SIMS analyses were classified, notebook entries, operations and procedures
reviewed in order to compile the final report on the chemistry classification
of the impactor residue.
Impactor or origin classification is based on residue signals present (or
not) in or near the impact feature (the latter already
pointing to the problem of pre-, in-, and/or postflight contamination).
The list below should familiarize you with the assumptions and general
approach that was used for impact residue classification:
- The images were corrected for CCD and/or target shifts
- The SIMS data acquisition process is classified using instrument settings,
notebook entries and other information not always archivable in an
electronic format. Each of the almost 3500 SIMS images was then
classified using values 1, 2 and 3 with:
- 1 meaning species either positively identified using element
standards, EDS spectra or the species being a substrate constituent,
- 2 meaning that all procedures, settings and conditions indicate
that the mass image may be tagged as a certain species, with the
only information missing being the explicit use of an element
standard,
- 3 meaning that procedures, settings and conditions of the analyses
do not allow a species classification. Other possible reasons for
this classification as "unknown species" include a mass resolution
not high enough to resolve an interferent being present most likely,
explicit notes towards interference influences not explicitly
stored in this archive, and other information.
- In addition, black images are not displayed and classified.

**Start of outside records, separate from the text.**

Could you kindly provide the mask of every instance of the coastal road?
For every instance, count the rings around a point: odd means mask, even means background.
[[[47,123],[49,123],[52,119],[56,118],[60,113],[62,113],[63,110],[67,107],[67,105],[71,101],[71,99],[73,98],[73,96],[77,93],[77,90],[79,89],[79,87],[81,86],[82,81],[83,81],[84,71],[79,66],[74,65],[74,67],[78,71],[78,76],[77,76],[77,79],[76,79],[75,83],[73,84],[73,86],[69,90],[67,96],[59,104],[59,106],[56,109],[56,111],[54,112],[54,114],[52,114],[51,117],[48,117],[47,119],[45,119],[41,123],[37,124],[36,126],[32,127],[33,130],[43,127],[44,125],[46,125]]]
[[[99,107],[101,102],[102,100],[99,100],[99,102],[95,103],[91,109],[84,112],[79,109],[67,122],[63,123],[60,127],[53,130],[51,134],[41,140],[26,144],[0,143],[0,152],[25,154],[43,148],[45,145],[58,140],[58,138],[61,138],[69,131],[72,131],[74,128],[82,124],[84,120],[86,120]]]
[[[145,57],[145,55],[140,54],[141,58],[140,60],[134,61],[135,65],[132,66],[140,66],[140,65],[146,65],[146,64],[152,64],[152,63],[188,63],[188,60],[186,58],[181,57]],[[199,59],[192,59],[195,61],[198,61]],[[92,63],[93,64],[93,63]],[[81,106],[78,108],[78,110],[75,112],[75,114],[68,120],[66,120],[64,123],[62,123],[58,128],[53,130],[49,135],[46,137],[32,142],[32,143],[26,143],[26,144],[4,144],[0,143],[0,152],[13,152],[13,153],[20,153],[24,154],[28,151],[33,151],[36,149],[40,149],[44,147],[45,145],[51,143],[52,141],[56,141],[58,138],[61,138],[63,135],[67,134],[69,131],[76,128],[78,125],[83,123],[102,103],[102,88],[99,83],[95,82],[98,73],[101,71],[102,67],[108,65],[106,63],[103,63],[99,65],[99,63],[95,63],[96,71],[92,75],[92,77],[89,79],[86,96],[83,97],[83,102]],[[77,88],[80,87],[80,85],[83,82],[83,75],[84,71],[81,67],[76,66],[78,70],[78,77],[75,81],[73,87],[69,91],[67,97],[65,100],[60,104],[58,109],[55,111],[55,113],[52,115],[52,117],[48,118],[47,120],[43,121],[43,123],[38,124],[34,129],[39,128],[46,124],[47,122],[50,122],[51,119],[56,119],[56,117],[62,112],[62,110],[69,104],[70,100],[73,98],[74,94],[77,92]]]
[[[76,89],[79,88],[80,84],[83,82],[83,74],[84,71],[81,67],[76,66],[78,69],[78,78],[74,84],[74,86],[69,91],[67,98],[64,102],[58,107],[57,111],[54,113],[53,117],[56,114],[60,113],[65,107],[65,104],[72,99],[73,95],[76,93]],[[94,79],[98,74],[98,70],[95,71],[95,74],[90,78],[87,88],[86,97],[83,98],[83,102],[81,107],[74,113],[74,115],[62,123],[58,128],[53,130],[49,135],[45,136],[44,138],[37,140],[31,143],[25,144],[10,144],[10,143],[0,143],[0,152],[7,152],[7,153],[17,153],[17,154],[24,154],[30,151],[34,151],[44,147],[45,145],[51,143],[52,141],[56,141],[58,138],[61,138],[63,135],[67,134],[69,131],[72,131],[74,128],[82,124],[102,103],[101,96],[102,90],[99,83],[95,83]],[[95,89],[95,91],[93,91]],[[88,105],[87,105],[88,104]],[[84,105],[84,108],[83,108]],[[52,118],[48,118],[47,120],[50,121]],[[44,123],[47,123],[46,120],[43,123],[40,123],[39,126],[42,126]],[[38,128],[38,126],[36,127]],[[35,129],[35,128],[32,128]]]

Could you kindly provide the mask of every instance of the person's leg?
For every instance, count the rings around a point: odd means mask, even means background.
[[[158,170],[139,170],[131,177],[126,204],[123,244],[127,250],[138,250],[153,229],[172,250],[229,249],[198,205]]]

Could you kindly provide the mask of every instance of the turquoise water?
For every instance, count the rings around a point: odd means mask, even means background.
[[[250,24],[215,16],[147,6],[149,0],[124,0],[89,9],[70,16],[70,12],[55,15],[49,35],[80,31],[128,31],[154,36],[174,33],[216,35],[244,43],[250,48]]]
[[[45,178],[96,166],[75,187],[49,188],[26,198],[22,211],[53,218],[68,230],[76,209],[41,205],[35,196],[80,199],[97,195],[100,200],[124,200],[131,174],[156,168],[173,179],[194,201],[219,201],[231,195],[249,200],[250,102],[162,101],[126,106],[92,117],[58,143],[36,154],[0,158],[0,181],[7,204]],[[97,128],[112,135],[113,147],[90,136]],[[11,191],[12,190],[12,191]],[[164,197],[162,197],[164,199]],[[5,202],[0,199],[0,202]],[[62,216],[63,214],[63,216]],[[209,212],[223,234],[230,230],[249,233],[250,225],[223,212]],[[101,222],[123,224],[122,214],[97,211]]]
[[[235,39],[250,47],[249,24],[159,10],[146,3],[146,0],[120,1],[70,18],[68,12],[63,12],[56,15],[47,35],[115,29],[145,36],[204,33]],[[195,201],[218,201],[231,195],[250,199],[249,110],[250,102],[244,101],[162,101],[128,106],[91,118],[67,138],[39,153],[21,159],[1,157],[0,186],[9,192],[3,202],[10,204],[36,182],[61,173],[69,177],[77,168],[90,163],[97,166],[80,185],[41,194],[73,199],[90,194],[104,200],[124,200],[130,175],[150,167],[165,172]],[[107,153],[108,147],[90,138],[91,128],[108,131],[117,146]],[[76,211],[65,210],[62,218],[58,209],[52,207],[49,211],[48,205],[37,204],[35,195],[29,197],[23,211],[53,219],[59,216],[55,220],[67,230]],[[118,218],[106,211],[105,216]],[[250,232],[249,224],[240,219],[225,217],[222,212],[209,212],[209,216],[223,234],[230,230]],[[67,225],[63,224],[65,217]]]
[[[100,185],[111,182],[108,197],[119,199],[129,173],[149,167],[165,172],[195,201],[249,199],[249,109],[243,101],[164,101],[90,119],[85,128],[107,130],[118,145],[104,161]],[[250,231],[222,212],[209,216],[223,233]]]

With
no surface material of this particular species present; it is
impossible to resolve a nonexisting signal from the signal of an
interfering species.
- The next step involved a selection of the analysed feature by drawing
a box either
- around the central crater part of a MOS discharge feature, if
distiguishable, since impactor residue is expected to be present
there, even though the crater formation process for the MOS
detectors is driven by a
capacitor discharge
process,
- around the discharge zone where the aluminum deposit had been
vaporized, if residue seemed to be present in this zone,
- around the crater lips for impacts into aluminum and gold,
- in the crater bottom for elliptic impacts in aluminum in order to
avoid shadowing signal effects,
- around what appeared to be impactor debris sprays including or
excluding the crater, depending on the debris pattern,
- around the spall zone for impacts on the germanium witness plates,
trying to avoid contamination spots present on these surfaces,
- usually not around isolated signals rather distant from
the impact features or, in case of the MOS detectors, right at the
edge of the vaporization zone, because:
- isolated features may well be paint flakes or other flakes
that probably contaminated many of the surfaces during the LDEF
mission,
- impactor residue should also be present near the center of the
impact site, not just in one isolated spot,
- signals well away from the feature have a higher probability of
being a contamination of any sort, bleed-in signals from
mass signals adjacent to the signal being imageg or being caused by any
SIMS anomaly, such as channel plate asymmetry and others,
depending on the shape of the signal.